The Koganei Ichirizuka (小金井一里塚) is a historic Japanese distance marker akin to a milestone, comprising a pair of earthen mounds located in what is now part of the city of Shimotsuke, Tochigi Prefecture in the northern Kantō region of Japan. It was designated a National Historic Site of Japan in 1922.

==Overview==
During the Edo period the Tokugawa shogunate established ichirizuka on major roads, enabling calculation both of distance travelled and of the charge for transportation by kago or palanquin. These mounds denoted the distance in ri (3.927 km) to Nihonbashi, the "Bridge of Japan", erected in Edo in 1603. They were typically planted with an enoki or Japanese red pine to provide shelter for travelers. Since the Meiji period, most of the ichirizuka have disappeared, having been destroyed by the elements, modern highway construction and urban encroachment. In 1876, the "Ichirizuka Abolition decree" was issued by the Meiji government and many were demolished at that time. Currently, 17 surviving ichirizuka are designated as national historic sites.

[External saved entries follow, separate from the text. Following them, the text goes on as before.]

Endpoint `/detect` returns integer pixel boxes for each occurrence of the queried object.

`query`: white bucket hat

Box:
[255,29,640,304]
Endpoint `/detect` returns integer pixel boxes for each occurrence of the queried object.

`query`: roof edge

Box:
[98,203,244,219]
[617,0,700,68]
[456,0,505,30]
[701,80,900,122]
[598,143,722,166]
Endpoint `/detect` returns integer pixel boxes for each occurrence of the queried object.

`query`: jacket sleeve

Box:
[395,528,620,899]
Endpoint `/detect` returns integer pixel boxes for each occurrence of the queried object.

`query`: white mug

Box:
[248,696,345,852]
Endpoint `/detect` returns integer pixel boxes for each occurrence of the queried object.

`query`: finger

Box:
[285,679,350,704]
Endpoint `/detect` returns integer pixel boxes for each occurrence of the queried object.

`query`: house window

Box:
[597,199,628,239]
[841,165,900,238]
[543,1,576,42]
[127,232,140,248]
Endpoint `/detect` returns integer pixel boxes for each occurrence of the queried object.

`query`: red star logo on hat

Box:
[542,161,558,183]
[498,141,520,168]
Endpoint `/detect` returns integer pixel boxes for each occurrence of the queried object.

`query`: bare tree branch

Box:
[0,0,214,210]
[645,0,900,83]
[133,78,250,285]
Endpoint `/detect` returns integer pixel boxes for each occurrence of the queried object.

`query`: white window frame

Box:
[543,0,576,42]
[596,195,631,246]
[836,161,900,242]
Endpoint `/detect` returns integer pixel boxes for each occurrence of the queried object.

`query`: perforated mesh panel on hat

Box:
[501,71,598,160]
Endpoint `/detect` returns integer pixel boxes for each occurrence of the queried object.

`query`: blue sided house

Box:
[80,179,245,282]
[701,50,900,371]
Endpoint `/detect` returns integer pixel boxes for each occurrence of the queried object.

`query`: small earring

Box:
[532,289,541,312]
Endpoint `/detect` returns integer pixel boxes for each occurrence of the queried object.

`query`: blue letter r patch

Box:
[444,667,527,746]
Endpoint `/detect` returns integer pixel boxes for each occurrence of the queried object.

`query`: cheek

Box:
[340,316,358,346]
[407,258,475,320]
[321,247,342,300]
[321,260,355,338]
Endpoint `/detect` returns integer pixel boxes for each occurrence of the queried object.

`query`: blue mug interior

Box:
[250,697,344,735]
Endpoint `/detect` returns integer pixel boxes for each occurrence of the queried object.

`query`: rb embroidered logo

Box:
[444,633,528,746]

In the case of the Koganei Ichirizuka, the mounds flank the Nikkō Kaidō (日光街道), and is 22 ri (approximately 88 kilometers) from Nihonbashi. The Nikkō Kaidō was one of the Edo Five Routes and it was built to connect Edo with the temple-shrine complex of Nikkō for pilgrimages by the Shōgun and major daimyō. The Koganei Ichirizuka is the only surviving pair of mounds on the Nikkō Kaidō. Each originally occupied a square that was nine meters on a side, but the Koganei Ichirizuka mounds have collapsed into a circular shape due to rain and exposure to the elements for centuries, and now have diameters of about 12 meters, with height of 2.7 meters. Due to the road renovation carried out in 1884, the main route of what was once the Nikkō Kaidō was relocated to the east, becoming Japan National Route 4. The original highway deteriorated into a village road, and thus this ichirizuka was spared from demolition.

Per an archaeological excavation conducted in 1997, the gravel of the original road and its gutters was uncovered, and a string of 50 pcs of mon coins from the Kan'ei era (1624-1649) was discovered.

The Koganei Ichirizuka is about 10 minutes on foot from Koganei Station on the JR East Tōhoku Main Line.